AT&T Corp. reported a third-quarter loss of $7.12 billion Thursday because of huge charges resulting from the company's retreat from traditional telephone services, which included at least 7,500 more job cuts and a write-down in the value of the company's long-distance network.
The loss amounted to $8.95 per share for the period ended Sept. 30. The results, which topped more pessimistic analyst forecasts, reflect write-down and severance costs of $12.47 billion, as well as a resulting $4.38 billion tax benefit and after-tax savings of $331 million on depreciation thanks to the write-down.
In the corresponding quarter last year, AT&T earned $418 million, or 53 cents a share.
Third-quarter revenue totaled $7.6 billion, down 11.7 percent from $8.65 billion a year earlier, but the decline was less than many analysts had projected.
Shares of AT&T rose 22 cents, or 1.4 percent, to close at $15.80 on the New York Stock Exchange.
Business services revenue fell 10.4 percent, to $5.65 billion, as voice and data services suffered from ongoing price battles and competition from cell phones.
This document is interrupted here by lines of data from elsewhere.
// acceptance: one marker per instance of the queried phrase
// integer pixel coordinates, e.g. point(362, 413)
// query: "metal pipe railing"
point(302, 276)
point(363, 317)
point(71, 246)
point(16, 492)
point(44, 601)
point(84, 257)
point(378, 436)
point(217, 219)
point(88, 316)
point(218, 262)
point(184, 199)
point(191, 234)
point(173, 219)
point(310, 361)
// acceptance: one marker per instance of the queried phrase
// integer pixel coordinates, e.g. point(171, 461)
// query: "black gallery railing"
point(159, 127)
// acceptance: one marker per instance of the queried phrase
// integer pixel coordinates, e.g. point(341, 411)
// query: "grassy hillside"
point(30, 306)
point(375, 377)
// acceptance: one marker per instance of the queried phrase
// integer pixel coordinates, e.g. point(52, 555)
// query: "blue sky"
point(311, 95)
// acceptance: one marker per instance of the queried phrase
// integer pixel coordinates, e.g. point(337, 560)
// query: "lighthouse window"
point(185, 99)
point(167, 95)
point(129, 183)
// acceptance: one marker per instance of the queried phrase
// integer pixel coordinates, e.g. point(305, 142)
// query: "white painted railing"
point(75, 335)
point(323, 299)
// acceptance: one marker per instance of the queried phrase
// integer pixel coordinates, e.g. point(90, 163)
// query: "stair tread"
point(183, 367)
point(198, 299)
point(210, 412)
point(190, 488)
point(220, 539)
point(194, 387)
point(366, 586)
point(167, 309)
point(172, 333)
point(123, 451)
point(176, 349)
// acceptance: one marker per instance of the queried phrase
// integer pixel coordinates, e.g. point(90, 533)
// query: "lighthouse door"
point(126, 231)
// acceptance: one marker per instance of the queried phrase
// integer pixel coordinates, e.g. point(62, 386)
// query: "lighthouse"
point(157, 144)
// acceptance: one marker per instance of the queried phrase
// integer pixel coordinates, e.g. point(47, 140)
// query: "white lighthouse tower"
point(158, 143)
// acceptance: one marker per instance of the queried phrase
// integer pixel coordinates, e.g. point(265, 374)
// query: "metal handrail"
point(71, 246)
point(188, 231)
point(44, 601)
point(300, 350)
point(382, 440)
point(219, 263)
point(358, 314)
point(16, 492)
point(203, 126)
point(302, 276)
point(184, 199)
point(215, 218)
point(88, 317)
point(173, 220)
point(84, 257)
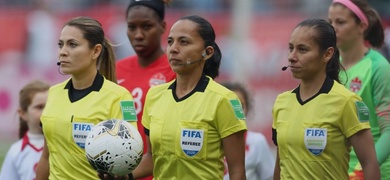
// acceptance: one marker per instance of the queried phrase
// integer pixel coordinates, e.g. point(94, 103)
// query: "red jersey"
point(137, 80)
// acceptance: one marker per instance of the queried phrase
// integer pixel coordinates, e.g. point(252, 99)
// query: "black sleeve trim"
point(274, 137)
point(146, 131)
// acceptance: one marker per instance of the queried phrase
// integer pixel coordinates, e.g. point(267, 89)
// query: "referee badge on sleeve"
point(362, 110)
point(128, 111)
point(237, 108)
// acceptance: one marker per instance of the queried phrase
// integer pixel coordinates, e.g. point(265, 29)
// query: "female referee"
point(192, 122)
point(358, 29)
point(74, 106)
point(315, 125)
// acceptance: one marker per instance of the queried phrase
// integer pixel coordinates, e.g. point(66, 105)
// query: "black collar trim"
point(200, 87)
point(325, 89)
point(75, 94)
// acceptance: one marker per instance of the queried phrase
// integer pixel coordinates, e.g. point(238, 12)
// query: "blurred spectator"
point(42, 36)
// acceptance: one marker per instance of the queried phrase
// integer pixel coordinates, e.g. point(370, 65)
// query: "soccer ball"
point(114, 147)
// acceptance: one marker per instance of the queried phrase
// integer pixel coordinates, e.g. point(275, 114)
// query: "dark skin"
point(144, 30)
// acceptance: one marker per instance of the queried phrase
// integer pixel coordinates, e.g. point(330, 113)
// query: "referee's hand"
point(105, 176)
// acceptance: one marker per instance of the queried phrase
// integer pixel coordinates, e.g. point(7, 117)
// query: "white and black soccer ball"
point(114, 147)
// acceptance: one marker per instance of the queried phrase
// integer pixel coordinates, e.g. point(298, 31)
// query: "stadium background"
point(252, 34)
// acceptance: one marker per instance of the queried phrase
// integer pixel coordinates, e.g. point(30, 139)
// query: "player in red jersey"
point(149, 67)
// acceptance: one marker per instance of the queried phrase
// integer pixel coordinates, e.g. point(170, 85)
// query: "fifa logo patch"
point(237, 108)
point(355, 85)
point(362, 111)
point(191, 141)
point(80, 132)
point(157, 79)
point(315, 140)
point(128, 111)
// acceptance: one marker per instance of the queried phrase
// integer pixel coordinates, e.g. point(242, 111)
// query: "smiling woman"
point(87, 98)
point(315, 125)
point(188, 144)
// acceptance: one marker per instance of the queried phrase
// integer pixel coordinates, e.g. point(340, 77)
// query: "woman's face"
point(304, 56)
point(185, 47)
point(75, 55)
point(144, 30)
point(348, 32)
point(34, 111)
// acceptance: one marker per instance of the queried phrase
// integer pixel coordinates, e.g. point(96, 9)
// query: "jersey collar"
point(200, 87)
point(325, 89)
point(75, 95)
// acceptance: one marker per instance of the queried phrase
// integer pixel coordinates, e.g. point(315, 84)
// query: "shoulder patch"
point(362, 111)
point(237, 108)
point(128, 111)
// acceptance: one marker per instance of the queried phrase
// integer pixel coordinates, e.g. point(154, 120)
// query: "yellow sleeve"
point(230, 116)
point(354, 116)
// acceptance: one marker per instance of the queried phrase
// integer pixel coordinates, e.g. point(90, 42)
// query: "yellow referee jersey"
point(66, 124)
point(186, 134)
point(312, 135)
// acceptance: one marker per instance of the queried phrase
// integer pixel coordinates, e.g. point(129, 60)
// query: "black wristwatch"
point(130, 176)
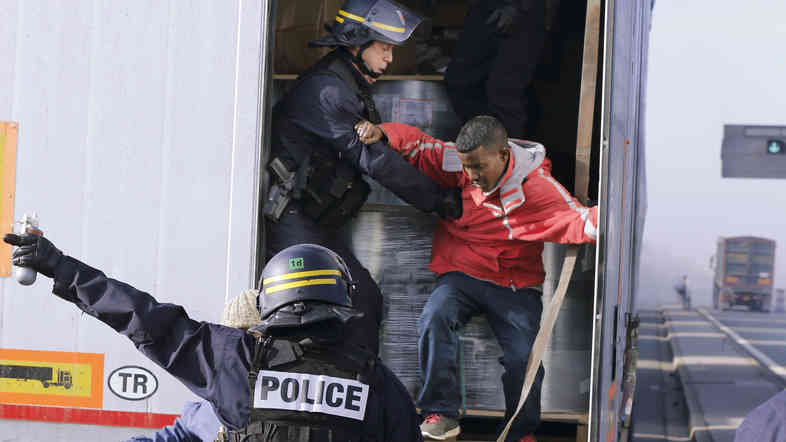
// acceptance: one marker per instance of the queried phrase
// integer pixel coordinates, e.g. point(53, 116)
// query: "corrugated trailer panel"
point(139, 145)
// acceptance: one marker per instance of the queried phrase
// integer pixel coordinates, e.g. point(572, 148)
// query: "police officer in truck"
point(318, 159)
point(294, 369)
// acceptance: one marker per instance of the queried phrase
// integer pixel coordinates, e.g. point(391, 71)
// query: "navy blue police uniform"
point(317, 158)
point(198, 422)
point(294, 369)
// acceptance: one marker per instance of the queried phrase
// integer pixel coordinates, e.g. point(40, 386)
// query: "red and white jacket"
point(500, 236)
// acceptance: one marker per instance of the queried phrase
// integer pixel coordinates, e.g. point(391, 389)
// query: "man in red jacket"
point(488, 261)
Consumer revenue fell 15.2 percent, to $1.98 billion, driven by a sharp drop-off in new customers following AT&T's decision to stop marketing local and long-distance service. Long-distance price wars and the loss of business to wireless and Internet-based calling also reduced revenue.
AT&T, still the nation's largest long-distance company with 26 million customers, said two weeks ago that it would reduce the book value of its assets by about $11.4 billion now that its network is expected to generate far less revenue from consumer voice traffic.
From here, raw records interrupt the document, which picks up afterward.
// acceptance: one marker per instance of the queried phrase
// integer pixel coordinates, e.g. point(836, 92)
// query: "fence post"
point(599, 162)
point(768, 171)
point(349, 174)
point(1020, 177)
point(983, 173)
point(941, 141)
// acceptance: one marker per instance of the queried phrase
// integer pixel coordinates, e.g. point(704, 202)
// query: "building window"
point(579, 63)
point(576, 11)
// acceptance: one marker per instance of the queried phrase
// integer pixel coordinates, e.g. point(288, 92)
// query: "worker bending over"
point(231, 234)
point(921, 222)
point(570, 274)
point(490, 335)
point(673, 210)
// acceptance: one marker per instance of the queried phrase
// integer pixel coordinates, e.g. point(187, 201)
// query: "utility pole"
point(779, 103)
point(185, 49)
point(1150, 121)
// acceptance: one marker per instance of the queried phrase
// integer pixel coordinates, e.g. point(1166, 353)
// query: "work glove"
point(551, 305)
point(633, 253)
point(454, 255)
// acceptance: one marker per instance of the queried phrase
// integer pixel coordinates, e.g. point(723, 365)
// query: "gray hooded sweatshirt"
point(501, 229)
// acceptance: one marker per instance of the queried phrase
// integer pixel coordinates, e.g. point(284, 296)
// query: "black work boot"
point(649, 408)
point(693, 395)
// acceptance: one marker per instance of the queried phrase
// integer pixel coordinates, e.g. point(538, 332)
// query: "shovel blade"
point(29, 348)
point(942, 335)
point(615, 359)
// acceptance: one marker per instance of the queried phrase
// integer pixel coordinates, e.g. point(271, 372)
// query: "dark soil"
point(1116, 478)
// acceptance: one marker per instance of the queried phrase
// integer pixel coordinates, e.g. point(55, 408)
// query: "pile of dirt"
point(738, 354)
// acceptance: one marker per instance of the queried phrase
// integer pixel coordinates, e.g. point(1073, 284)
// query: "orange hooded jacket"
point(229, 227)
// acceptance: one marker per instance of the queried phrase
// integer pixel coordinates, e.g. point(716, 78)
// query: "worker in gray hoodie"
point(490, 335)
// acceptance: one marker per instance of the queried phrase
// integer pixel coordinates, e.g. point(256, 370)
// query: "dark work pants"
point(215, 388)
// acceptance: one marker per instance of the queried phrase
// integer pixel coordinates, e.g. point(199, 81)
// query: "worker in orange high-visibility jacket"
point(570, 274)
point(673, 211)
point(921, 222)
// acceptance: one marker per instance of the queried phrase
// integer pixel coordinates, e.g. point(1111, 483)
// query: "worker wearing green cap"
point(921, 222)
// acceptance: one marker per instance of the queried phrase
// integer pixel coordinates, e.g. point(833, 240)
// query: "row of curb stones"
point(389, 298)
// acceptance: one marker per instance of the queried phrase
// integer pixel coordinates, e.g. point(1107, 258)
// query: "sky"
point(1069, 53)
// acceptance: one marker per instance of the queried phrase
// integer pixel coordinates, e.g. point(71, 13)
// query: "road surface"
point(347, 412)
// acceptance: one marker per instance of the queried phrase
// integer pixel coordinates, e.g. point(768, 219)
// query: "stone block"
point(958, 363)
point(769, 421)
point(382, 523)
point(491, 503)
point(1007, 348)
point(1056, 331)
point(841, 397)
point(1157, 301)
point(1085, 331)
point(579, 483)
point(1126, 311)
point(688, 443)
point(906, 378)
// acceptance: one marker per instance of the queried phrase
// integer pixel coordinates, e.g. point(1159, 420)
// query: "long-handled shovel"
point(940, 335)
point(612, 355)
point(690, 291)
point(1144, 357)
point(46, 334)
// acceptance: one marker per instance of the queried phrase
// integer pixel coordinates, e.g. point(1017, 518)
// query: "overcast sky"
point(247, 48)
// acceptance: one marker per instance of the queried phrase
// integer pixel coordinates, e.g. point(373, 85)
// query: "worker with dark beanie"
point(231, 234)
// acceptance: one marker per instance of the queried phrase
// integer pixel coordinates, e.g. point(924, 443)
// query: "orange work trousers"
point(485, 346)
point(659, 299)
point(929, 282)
The decision to cut spending on customer acquisitions followed a federal court decision that will make it more expensive for AT&T to sell local service by leasing residential lines from the four regional phone companies -- which at the same time are luring away AT&T's long-distance customers.
When it announced the write-down, AT&T also said it was expanding this year's job cuts to more than 20 percent of the workforce, or at least 12,500 jobs. The company had previously projected a downsizing of 8 percent of the workforce, or about 4,900 positions. More than 9,000 of the affected employees have either already left the company or been notified they were being laid off.
To cover severance benefits and other costs related to those cuts, AT&T said it would record a charge of about $1 billion with the third-quarter results.